Page 13 of Tales of Arilland


  Might.

  By making Sorrow his personal advisor, Rumbold’s father had secured her protections for as long as he reigned. By selecting her as the future king’s godmother, he had effectively bound Sorrow for a lifetime. The castle would be safe as long as Rumbold lived, and with one of the most powerful fairies in the Land by his side, Rumbold’s safety was assured.

  But binding only meant obligation, not willingness. Safety did not mean love.

  And vice versa.

  He held the knife to his godmother’s throat and realized he needed to leave this place. She stood still as a doe with a scent on the wind, her powdery-white skin reflecting in the bright blade.

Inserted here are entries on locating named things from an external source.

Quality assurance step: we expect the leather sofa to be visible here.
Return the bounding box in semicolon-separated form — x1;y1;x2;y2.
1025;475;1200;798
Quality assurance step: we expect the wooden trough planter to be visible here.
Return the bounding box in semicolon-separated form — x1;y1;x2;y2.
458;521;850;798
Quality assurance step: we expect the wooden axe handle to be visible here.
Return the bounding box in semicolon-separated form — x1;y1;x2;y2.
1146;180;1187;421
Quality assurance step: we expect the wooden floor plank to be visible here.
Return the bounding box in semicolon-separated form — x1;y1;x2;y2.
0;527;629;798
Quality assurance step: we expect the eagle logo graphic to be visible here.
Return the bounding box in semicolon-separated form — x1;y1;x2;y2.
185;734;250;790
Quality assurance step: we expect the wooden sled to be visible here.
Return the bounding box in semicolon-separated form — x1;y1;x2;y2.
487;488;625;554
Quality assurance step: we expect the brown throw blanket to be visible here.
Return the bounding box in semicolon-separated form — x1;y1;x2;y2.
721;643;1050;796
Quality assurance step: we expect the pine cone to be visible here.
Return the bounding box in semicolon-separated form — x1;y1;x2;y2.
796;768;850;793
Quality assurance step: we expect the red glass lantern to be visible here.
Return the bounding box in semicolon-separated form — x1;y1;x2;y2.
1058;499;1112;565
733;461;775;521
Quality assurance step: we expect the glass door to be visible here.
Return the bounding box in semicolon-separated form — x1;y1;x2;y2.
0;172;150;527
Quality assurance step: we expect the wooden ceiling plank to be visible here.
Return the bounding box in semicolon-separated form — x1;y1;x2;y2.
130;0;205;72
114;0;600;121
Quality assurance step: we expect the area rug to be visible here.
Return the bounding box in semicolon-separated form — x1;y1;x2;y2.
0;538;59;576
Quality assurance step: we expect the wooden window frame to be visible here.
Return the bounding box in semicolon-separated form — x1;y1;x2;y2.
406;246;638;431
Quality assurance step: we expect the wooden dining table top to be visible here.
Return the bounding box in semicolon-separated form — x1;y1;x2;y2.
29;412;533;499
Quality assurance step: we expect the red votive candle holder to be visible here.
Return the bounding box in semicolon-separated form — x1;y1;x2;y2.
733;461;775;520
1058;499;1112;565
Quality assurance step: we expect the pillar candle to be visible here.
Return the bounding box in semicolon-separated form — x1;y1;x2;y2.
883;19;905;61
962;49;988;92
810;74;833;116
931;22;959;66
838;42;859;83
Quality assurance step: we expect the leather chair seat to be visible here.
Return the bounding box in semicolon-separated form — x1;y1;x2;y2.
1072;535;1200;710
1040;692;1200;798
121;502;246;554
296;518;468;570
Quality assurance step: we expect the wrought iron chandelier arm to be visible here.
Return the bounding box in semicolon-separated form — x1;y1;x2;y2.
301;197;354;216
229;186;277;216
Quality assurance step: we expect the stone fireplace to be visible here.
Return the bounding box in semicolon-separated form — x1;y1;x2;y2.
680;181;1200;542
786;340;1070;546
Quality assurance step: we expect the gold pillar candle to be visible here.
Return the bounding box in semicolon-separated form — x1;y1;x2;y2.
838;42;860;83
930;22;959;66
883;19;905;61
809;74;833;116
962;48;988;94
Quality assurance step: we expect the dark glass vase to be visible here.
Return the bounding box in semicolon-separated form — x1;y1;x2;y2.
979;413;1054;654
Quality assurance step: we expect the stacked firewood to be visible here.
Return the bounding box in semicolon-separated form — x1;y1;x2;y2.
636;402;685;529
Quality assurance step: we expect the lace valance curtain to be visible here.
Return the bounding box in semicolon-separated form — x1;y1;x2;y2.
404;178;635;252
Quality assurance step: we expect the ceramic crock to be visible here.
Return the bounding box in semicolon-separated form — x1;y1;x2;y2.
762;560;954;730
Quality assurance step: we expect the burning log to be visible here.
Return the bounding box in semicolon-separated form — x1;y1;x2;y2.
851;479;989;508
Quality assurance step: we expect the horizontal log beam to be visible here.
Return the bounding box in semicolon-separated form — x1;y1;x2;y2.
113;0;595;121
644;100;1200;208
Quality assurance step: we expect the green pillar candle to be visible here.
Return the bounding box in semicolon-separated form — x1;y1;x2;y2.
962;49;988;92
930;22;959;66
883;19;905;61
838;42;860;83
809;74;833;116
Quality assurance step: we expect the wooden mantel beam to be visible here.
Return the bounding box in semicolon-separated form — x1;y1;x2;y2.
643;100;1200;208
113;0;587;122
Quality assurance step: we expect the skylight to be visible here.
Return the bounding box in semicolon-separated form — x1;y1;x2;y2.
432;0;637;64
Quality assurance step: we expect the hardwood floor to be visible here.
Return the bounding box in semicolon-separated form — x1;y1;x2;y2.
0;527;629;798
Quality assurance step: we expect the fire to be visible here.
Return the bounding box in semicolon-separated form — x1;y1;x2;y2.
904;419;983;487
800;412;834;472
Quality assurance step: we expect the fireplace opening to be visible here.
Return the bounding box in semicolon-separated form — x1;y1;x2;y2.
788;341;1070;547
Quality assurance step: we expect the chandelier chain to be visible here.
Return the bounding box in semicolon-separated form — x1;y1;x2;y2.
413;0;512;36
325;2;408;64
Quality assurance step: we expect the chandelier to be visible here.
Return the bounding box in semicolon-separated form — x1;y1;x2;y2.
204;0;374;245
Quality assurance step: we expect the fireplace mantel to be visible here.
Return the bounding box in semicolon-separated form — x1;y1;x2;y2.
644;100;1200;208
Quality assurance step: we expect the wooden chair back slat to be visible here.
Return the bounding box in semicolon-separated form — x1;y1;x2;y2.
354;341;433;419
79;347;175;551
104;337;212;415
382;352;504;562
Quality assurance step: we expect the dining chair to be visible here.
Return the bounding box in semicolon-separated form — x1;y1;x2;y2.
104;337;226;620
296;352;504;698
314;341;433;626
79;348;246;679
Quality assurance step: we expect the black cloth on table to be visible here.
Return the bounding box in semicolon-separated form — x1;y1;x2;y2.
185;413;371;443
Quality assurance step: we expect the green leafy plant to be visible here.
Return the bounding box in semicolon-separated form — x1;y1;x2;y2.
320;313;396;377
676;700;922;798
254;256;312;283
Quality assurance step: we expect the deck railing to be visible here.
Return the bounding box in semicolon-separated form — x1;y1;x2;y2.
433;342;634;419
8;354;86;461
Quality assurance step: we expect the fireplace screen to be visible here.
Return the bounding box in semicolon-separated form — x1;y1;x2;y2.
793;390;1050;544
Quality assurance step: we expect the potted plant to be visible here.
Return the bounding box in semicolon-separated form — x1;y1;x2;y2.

It was one thing to slip past an animal’s defenses, but making the kill was another entirely. The former was merely a matter of intelligence. The latter was one of heart.

  It took a certain kind of man to murder: a man who could slide off his conscience as he slid off his horse, a man who knew the right place, the right speed, the right pressure required, a man who could get the job done and move on. As ready as Rumbold might have been to take his own life, he knew he was not ready to take the life of another human—he squinted at Sorrow—or another almost-human. Sorrow had not so much as flinched when he had approached her. Those violet eyes knew his measure. It only served to fuel his anger.

  He replaced the knife in its sheath, but did not back away. “I hate this waiting, waiting, waiting. I’m ready to get on with the rest of my life!”

  “I know,” was all she said.

  He growled in frustration at the cherubs in the ceiling, as useless to him as anyone else. He was a prisoner in this castle, in his own body, until such time as Jack’s godmother’s countercurse came to fruition. It would have run its natural course on Rumbold’s eighteenth birthday, but lo, his arrogant godmother had to test her skills and attempt the impossible. Thusly Sorrow had extended his sentence indefinitely. The prince’s eighteenth natal day had come and gone and Rumbold had remained human. The people of Arilland had breathed a collective sigh of relief. Everyone, that is, save Rumbold. The curse hung low over his head like a dark cloud.

  “I have to leave,” he said.

  “Go,” said Sorrow. “But return on your birthday, so we will know when the curse comes to pass.”

  No apologies. No hope for the future. Her remarks should not have surprised him. His life had never been his own; as prince, he was the sole property of Arilland. No one truly cared what happened to him, as long as he remained hale and sound of mind, so that they all could go about their lives unbothered and unburdened. He was a face under a crown, a bum on a throne, a voice of reason only when there was none else to be had. He could be called a son or a man, but in truth he felt like neither. No one loved him for who he was; they loved him for what he was. And so long as that what disrupted everyone’s lives as little as possible, it was allowed to exist.

  Exist, yes, but no one said he had to stay. There was no sense in staying.

  He remembered the reflection of Sorrow’s pulse in his blade. His cold fairy godmother had a heart, but it only beat for itself. Everyone in this palace was similarly selfish, it seemed. Only Rumbold’s heart never beat on its own behalf. It beat for his father, for his subjects, for the good of the kingdom. Once upon a time, it had even beat for his mother.

  No wonder he valued his life so little. He needed to stop living it for everyone else.

  “Destiny knows your ending,” Sorrow said to his back. “But you choose the path you take to get there.”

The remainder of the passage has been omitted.